INVESTIGATOR: LIZHONG WANG, MD, PHD ASSOCIATE PROFESSOR, DEPARTMENT OF GENETICS, UAB
In the United States, prostate cancer is the second-leading cause of cancer-related death of men. Lethal prostate cancers can be defined as tumors that spread to other organs, such as the bones, lungs, and liver. Several studies have reported mutations in two genes, MYC and PTEN, that accelerate the aggressive metastasis of prostate cancer to such organs. In our preliminary studies, we developed a metastatic prostate cancer mouse model that contains mutations similar to those found in lethal prostate cancer in humans. Analysis of the cancers from this model suggested a synergy between the two altered genes and the first evidence that this synergy occurs through the increased expression of specialized, secreted proteins called CXCL3/7 that help the tumor escape the body’s anti-tumor immune responses and facilitate the spread of cancer to distant organs. Therefore, our central hypothesis is that the dysfunction of MYC and PTEN promote escape and spreading of prostate cancer cells through increases in the secreted CXCL3/7 proteins. Our overall goal is to define the molecular mechanism underlying the synergy between these genes that cause the tumors to spread.

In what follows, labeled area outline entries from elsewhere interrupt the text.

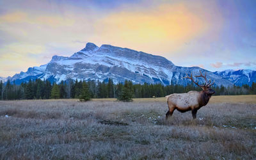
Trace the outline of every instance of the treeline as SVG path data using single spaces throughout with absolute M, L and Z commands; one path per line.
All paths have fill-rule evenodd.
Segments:
M 256 94 L 256 83 L 252 86 L 232 86 L 212 87 L 216 95 Z M 20 85 L 8 81 L 4 84 L 0 82 L 0 100 L 15 99 L 79 99 L 81 96 L 88 98 L 119 98 L 130 96 L 132 98 L 162 97 L 173 93 L 184 93 L 190 90 L 200 91 L 202 89 L 193 83 L 187 86 L 168 85 L 161 84 L 132 84 L 125 81 L 115 84 L 109 78 L 108 82 L 78 81 L 60 84 L 51 84 L 48 80 L 36 79 L 22 83 Z M 87 95 L 88 94 L 88 95 Z

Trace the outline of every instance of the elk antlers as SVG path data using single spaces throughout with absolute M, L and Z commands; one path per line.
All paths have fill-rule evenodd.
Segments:
M 201 70 L 199 70 L 199 72 L 200 72 L 200 75 L 199 76 L 195 76 L 195 77 L 203 77 L 204 79 L 204 80 L 205 81 L 205 83 L 204 83 L 204 85 L 200 85 L 198 84 L 198 81 L 197 81 L 196 82 L 194 81 L 194 79 L 193 79 L 193 76 L 192 76 L 192 74 L 190 74 L 190 77 L 188 76 L 188 74 L 186 74 L 187 77 L 182 77 L 182 78 L 188 78 L 191 79 L 191 81 L 195 83 L 196 85 L 198 85 L 200 87 L 209 87 L 211 86 L 212 85 L 213 85 L 213 84 L 214 84 L 214 81 L 213 81 L 213 83 L 212 84 L 211 84 L 211 79 L 210 80 L 207 82 L 207 79 L 206 79 L 206 72 L 205 76 L 204 76 Z

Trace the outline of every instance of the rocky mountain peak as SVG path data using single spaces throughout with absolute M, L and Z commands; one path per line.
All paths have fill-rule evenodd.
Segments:
M 88 42 L 84 49 L 90 50 L 90 51 L 95 51 L 98 49 L 99 49 L 99 47 L 97 46 L 95 44 L 93 44 L 91 42 Z

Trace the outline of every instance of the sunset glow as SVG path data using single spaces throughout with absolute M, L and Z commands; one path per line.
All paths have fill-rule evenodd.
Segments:
M 70 56 L 88 42 L 179 66 L 256 70 L 256 3 L 224 1 L 1 1 L 0 76 Z

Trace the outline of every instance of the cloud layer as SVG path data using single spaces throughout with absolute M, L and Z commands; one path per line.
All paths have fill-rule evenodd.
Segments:
M 54 54 L 70 56 L 88 42 L 163 56 L 180 66 L 255 70 L 256 22 L 252 15 L 256 12 L 253 2 L 243 4 L 1 1 L 0 76 L 44 64 Z

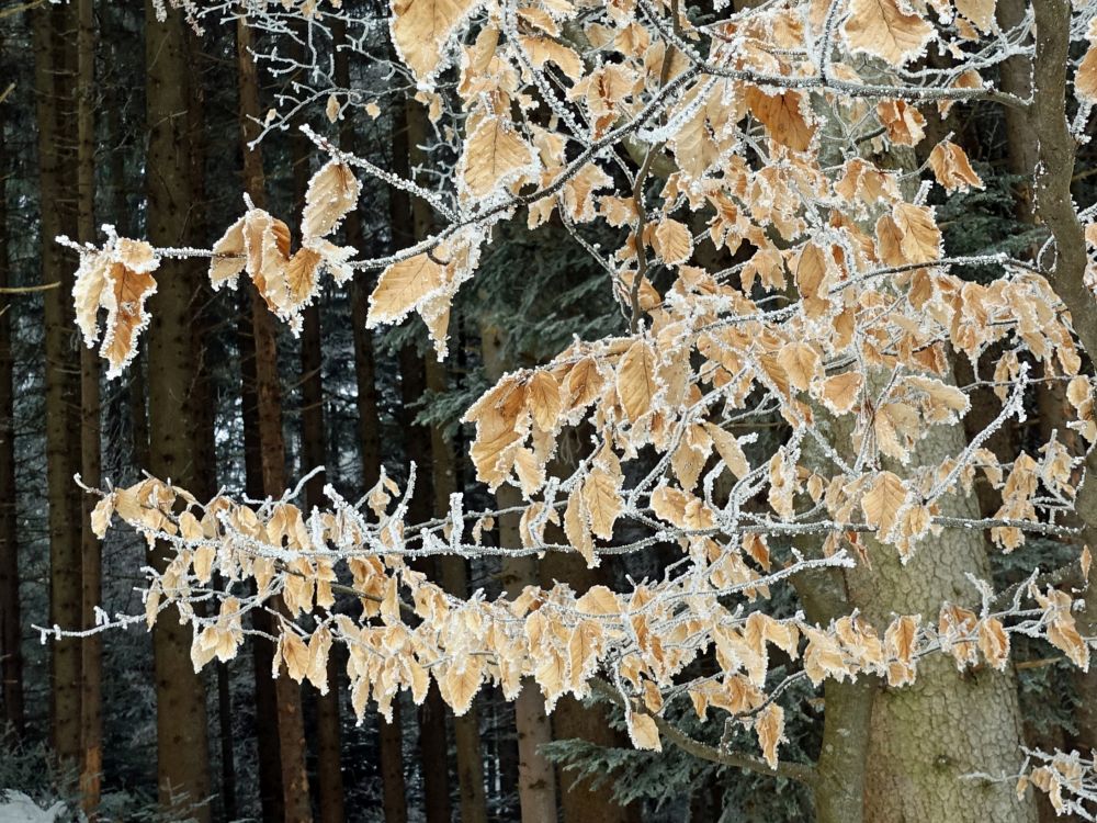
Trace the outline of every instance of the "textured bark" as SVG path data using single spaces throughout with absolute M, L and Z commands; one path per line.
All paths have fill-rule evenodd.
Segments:
M 240 417 L 244 430 L 245 492 L 248 497 L 263 496 L 262 446 L 259 441 L 259 398 L 256 395 L 256 342 L 251 332 L 250 290 L 242 290 L 237 345 L 240 351 Z M 265 611 L 252 612 L 258 631 L 271 634 L 273 621 Z M 259 749 L 259 800 L 264 823 L 281 823 L 282 758 L 279 751 L 278 696 L 271 667 L 274 646 L 265 638 L 251 639 L 252 673 L 256 687 L 256 739 Z
M 34 19 L 34 71 L 38 128 L 38 194 L 42 203 L 42 282 L 60 286 L 44 293 L 46 354 L 46 483 L 49 505 L 49 622 L 80 624 L 80 501 L 72 483 L 79 471 L 79 364 L 72 340 L 68 294 L 76 263 L 54 243 L 75 234 L 73 200 L 65 188 L 75 178 L 72 134 L 72 49 L 64 34 L 72 15 L 64 7 L 38 7 Z M 65 97 L 65 94 L 68 97 Z M 80 643 L 50 645 L 50 742 L 59 762 L 77 768 L 80 759 Z
M 420 106 L 409 104 L 408 111 L 397 109 L 393 117 L 393 170 L 407 178 L 409 168 L 418 158 L 411 151 L 426 140 L 425 120 L 418 116 Z M 412 204 L 407 192 L 391 189 L 388 193 L 389 219 L 393 227 L 393 243 L 397 247 L 410 245 L 417 235 L 411 225 Z M 420 232 L 422 228 L 420 228 Z M 405 453 L 417 466 L 415 495 L 411 498 L 409 516 L 411 522 L 429 520 L 433 511 L 433 488 L 431 478 L 430 430 L 416 425 L 417 404 L 427 390 L 422 358 L 415 346 L 405 346 L 399 353 L 400 397 L 404 412 L 400 421 L 404 427 Z M 437 568 L 430 559 L 417 560 L 412 568 L 437 577 Z M 448 746 L 445 742 L 445 714 L 448 709 L 438 684 L 430 683 L 427 699 L 419 707 L 419 759 L 422 768 L 423 803 L 427 823 L 449 823 L 450 774 Z
M 427 357 L 427 388 L 441 394 L 448 388 L 445 367 L 437 358 Z M 457 491 L 457 463 L 453 443 L 442 426 L 430 429 L 434 516 L 444 517 L 450 510 L 450 496 Z M 443 555 L 438 560 L 442 586 L 455 597 L 468 596 L 468 570 L 464 557 Z M 457 759 L 457 790 L 461 798 L 461 823 L 487 823 L 487 800 L 484 794 L 484 762 L 480 753 L 479 711 L 477 700 L 460 718 L 453 718 L 453 739 Z
M 844 442 L 846 433 L 834 431 L 833 442 Z M 963 446 L 960 426 L 935 426 L 919 442 L 912 463 L 937 465 Z M 979 517 L 971 497 L 942 509 L 946 515 Z M 871 566 L 862 563 L 847 571 L 846 591 L 850 607 L 859 609 L 881 635 L 894 615 L 918 615 L 932 623 L 945 602 L 977 607 L 979 595 L 965 575 L 989 579 L 985 540 L 973 530 L 946 530 L 927 539 L 905 565 L 892 546 L 869 539 L 867 551 Z M 964 777 L 1016 774 L 1022 742 L 1011 672 L 983 668 L 961 674 L 950 656 L 924 658 L 914 685 L 881 686 L 872 702 L 864 820 L 1036 820 L 1031 798 L 1018 800 L 1010 782 Z
M 414 421 L 418 409 L 414 406 L 427 391 L 422 358 L 414 345 L 400 350 L 400 395 L 404 409 L 400 420 L 404 427 L 405 452 L 416 464 L 415 494 L 408 507 L 410 522 L 425 522 L 433 511 L 431 483 L 430 430 Z M 433 559 L 420 557 L 411 567 L 437 578 Z M 445 742 L 445 715 L 449 709 L 438 690 L 438 684 L 430 681 L 427 699 L 419 707 L 419 765 L 422 769 L 423 812 L 427 823 L 449 823 L 450 781 L 449 756 Z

We are also focused on improving existing therapeutic strategies for patients who are suffering from lethal prostate cancer. In this proposed work, we will use animal models to determine the role and mechanism of two altered genes that underlie the regulation of CXCL3/7 proteins that promote the spreading of prostate cancer. We will validate the abnormalities detected in the lethal, spreading prostate cancers, and our results will help to guide therapy for men who suffer from cancers of this type. If our hypothesis is validated, our discoveries will immediately help doctors develop more effective treatment options for patients with lethal prostate cancer.